Details: To qualify completely for the trial, Trey needs a lumbar puncture (LP) to test his intracranial pressure to determine if he has hydrocephalus or not. If his pressure is above 30 mm of water/Hg (mercury), he will be excluded. If his pressure is below, within a day of his LP results, Trey will be randomized to drug or no drug. If he randomizes to drug, within two monthes, Trey will be placed with an intrathecal port. Approximately two weeks later he will receive his first infusion (IT infusions are monthly, unlike his weekly Elaprase infusions). For nine monthes, we will travel to UNC for 10 days a month to participate in the trial. After that time, Trey can begin IT infusions at BC Children’s hospital.
If he randomizes to no drug, he goes home and comes back 6 monthes later to re-do the LP. If his pressure is okay, he gets his port placed and begins treatment. If his pressure is not, he is excluded.
More details: There is a new site for the trial, in the UK, so UNC and the UK will be splitting slots. The UK will get the next kid, then UNC, then UK, alternating between sites. There are a lot of specifics that need to be worked out between the two sites, so further testing (ie. LP and other tests under General anasthesia) for Trey to enrol him in the trial, at this point, is up in the air. In addition, I’m not sure how many kids are in front of Trey to get drug.
So, there are many many factors that will influence when and if Trey gets this lifesaving drug. The first cohort of the trial, who received 10mg of drug, is full. The last boy in this cohort needs to receive 3 infusions (his first infusion was January 3), before anything proceeds.

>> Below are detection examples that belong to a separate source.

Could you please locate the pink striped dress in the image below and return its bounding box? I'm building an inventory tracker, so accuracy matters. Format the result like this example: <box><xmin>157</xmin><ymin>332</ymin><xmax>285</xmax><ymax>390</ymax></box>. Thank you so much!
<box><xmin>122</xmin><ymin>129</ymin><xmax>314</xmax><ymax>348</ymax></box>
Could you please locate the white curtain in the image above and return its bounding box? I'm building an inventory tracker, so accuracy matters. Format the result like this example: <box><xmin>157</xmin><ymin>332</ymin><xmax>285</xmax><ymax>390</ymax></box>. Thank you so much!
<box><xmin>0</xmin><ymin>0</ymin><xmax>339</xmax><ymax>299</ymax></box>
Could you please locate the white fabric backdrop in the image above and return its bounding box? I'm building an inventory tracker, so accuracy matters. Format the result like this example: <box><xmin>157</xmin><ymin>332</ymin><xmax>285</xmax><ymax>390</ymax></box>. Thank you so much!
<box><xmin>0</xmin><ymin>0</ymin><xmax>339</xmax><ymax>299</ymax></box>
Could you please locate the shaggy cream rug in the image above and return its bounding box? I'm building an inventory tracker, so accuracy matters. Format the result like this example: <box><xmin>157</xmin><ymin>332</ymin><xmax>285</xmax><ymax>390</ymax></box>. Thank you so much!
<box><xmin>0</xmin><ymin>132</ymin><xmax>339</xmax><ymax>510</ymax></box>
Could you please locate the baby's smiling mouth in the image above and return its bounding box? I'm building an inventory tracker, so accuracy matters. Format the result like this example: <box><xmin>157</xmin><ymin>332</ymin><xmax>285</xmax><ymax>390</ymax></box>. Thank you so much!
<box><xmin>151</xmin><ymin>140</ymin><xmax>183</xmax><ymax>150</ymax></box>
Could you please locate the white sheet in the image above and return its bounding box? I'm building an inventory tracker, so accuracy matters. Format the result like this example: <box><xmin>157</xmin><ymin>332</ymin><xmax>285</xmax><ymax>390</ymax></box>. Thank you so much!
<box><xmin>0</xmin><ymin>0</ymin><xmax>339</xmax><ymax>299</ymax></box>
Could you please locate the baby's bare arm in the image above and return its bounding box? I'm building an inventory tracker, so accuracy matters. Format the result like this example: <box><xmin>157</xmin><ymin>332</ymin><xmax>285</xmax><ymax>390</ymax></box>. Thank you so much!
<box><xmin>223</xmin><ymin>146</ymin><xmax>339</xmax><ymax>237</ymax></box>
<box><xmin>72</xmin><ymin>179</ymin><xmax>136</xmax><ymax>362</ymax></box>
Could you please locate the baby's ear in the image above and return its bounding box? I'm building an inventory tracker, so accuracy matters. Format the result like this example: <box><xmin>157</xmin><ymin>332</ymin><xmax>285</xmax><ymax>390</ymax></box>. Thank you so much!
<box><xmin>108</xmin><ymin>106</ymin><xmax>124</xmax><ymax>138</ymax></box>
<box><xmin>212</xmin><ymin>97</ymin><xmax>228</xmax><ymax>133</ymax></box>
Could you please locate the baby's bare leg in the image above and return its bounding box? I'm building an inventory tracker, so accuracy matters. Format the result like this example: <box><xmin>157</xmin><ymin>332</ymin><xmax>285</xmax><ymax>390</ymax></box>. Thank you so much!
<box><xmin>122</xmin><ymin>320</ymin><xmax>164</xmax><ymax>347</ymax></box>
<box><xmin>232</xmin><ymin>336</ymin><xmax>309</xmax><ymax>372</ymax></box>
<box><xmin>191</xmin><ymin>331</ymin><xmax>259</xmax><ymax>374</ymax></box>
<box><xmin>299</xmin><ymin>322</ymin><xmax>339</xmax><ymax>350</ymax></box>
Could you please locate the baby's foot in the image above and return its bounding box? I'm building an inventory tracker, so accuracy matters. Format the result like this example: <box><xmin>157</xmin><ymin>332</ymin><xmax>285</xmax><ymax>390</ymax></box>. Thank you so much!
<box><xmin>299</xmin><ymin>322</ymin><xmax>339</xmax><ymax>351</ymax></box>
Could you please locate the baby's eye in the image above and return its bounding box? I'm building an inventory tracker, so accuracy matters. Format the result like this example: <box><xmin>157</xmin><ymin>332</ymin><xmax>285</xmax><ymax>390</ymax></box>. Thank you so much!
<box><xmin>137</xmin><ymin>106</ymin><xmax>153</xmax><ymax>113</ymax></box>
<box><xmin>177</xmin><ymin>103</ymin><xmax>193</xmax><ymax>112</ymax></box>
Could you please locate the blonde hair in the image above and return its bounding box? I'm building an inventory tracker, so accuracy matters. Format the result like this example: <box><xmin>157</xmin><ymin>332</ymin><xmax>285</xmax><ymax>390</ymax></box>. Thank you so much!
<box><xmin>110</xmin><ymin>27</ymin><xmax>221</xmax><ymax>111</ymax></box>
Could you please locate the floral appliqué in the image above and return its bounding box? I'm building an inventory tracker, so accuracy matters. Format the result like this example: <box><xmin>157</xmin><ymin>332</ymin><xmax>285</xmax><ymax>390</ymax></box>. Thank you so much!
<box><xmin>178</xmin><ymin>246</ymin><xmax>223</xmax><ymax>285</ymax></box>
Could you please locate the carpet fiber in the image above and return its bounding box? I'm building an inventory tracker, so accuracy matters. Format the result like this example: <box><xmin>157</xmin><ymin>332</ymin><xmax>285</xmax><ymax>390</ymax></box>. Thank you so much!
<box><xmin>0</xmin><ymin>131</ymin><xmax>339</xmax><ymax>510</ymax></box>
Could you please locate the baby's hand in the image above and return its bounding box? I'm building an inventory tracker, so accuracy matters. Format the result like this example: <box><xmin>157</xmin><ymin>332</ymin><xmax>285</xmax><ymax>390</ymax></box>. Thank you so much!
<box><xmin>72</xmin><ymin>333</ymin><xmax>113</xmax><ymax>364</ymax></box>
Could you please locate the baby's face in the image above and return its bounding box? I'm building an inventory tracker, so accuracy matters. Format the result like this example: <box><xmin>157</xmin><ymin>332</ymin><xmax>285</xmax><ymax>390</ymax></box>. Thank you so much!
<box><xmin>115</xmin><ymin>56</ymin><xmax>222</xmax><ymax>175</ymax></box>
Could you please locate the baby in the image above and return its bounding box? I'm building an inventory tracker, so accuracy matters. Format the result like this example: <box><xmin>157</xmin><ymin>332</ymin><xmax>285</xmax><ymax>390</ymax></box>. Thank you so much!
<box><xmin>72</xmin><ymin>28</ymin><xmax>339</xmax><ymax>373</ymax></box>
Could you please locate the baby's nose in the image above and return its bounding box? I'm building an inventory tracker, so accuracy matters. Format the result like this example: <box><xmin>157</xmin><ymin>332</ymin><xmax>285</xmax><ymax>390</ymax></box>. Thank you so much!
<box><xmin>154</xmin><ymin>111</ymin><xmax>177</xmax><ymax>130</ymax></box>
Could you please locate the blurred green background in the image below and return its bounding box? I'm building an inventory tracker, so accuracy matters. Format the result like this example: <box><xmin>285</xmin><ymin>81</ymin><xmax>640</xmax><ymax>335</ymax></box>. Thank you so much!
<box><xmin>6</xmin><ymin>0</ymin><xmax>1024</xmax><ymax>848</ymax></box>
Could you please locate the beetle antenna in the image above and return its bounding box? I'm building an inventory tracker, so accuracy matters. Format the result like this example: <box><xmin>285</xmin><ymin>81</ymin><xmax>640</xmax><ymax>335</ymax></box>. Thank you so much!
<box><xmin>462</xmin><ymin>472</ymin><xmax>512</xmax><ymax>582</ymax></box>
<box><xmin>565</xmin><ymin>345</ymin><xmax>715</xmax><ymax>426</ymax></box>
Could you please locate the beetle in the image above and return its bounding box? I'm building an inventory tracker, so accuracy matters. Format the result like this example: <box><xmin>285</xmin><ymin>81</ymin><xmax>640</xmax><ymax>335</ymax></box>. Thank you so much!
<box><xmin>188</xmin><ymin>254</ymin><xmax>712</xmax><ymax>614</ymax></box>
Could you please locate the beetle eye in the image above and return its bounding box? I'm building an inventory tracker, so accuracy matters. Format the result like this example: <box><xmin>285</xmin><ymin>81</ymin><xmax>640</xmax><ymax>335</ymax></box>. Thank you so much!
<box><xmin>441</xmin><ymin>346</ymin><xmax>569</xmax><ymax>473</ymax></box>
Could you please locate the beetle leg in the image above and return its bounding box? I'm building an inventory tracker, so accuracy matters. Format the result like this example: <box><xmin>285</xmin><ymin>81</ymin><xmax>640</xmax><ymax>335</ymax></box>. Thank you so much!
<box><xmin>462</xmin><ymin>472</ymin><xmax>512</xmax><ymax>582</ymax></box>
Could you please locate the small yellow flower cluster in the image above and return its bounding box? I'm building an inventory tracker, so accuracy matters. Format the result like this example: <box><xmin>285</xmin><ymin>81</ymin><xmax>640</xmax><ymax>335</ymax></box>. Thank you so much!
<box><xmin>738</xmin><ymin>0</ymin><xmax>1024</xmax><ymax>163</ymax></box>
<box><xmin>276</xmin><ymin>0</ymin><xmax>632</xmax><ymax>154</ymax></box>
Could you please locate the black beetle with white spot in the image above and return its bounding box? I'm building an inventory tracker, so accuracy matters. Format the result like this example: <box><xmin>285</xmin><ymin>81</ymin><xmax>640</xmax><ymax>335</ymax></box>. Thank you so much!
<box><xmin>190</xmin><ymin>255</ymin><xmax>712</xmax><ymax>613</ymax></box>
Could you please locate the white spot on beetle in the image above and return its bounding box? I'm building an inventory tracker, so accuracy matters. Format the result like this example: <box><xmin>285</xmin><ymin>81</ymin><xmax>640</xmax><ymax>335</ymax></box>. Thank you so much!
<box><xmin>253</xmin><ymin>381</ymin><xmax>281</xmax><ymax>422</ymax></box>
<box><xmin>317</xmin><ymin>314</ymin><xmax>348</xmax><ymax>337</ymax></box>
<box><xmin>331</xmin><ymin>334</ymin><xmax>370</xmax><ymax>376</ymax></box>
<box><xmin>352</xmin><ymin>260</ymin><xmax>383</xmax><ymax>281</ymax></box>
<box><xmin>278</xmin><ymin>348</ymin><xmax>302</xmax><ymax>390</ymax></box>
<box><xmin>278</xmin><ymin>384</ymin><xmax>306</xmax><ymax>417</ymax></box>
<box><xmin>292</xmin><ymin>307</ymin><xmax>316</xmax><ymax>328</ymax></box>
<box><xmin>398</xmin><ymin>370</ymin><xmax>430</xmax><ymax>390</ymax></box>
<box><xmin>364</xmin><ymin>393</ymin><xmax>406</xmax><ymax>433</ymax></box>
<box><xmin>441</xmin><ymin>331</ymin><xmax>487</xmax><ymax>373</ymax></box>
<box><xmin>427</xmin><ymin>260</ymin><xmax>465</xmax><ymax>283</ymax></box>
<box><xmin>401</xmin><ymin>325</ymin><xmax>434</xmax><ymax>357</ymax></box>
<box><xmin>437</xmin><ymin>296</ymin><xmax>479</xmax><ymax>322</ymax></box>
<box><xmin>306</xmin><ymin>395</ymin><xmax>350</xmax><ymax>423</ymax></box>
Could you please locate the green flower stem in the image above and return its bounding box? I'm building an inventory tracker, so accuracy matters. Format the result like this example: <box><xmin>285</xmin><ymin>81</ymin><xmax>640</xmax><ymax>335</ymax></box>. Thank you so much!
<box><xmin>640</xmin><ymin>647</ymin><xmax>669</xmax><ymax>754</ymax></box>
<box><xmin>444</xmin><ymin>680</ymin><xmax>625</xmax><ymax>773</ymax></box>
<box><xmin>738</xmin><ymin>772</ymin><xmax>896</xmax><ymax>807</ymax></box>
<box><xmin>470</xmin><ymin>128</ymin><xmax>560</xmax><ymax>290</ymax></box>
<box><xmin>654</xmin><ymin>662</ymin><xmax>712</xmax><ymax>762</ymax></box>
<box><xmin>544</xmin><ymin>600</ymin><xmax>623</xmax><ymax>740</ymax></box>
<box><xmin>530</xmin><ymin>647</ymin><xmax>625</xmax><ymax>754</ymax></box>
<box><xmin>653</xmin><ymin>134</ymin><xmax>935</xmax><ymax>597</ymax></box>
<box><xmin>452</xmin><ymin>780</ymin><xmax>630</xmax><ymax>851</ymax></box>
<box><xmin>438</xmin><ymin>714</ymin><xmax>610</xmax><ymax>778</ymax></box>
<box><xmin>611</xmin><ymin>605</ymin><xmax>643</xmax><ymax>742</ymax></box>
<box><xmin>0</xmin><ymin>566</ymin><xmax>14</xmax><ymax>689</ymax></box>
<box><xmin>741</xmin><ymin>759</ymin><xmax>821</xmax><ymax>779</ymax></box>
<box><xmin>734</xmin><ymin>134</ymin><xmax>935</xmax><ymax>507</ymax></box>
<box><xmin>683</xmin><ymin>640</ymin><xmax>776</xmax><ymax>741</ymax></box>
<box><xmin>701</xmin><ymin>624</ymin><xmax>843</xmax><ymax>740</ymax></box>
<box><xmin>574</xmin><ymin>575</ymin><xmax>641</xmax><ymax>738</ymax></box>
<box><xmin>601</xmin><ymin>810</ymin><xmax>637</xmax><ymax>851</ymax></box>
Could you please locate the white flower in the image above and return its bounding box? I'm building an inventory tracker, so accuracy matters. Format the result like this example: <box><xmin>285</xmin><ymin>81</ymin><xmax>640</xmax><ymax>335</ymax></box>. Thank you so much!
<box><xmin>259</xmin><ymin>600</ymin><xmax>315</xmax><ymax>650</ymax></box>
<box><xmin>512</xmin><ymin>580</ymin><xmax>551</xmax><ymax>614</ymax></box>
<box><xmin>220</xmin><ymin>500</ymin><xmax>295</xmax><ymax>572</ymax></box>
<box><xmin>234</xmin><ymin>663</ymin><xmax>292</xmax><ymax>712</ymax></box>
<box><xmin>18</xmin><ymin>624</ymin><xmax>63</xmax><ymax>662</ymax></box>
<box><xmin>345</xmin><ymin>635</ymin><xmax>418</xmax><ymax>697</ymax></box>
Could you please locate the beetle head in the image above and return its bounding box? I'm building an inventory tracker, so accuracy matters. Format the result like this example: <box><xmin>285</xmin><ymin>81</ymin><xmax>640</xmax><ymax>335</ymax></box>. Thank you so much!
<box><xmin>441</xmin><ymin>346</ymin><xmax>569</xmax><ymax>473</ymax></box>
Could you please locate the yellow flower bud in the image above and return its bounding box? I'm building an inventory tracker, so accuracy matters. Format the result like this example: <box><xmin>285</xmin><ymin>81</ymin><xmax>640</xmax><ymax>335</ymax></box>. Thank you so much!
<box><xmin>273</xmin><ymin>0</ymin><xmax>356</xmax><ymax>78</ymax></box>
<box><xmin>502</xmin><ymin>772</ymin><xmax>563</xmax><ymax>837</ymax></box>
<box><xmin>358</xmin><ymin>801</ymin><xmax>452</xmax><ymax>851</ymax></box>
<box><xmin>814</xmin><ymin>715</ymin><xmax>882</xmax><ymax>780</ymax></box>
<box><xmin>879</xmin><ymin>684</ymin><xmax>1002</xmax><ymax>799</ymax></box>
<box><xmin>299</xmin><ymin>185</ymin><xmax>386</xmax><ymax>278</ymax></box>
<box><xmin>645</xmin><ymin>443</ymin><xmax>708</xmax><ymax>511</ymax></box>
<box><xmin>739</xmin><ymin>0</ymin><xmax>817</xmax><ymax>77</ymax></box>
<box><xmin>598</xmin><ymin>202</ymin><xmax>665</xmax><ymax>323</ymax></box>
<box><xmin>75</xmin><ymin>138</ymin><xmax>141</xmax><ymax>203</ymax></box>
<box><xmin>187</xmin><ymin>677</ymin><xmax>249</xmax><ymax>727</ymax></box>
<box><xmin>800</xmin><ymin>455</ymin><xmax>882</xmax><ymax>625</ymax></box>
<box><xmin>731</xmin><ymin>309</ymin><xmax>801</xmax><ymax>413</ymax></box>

At the end of March there will be a safety assessment meeting to determine if the drug so far is safe. Assuming they recommend positively, the first child in the second cohort (30mg dose) will be implanted with the port and begin treatments 2 weeks later.
This child needs to receive 2 infusions of the new 30mg dose, then there will be another safety assessment, and then the second child in the cohort can be placed with a device. And so forth.
If Trey qualifies for his LP, he will be part of the second cohort (30mg). However, too many factors will determine when that begins. Scheduling with the hospital, safety assessment meetings, whether the kids in front of him qualify and randomize to drug or no drug, and then whether or not Trey randomizes to drug or no drug. So that’s the practical info.
This drug also looks like it’s working. Dr. Muenzer said this trial is solely to determine if the drug is safe. Extras are icing on the cake. Meningitis was the biggest fear going into this trial. However, so far all the kids have remained healthy, and there is more exciting info as well. One child’s IQ went up 16 points after 6 monthes drug. One potty trained after his first infusion. One child’s hearing was restored. The kids are having different responses to the drug (probably because all the kids are different and are affected differently by the disease and in different stages of the disease and are different ages… who knows why they’re responding differently), so not all their IQ’s have gone up the same amount and not all have stopped wearing hearing aids etc., but I’m holding onto cautious (very excited cautious) optimism. Dr. Muenzer even said he’s got more info he’s excited about but can’t yet share.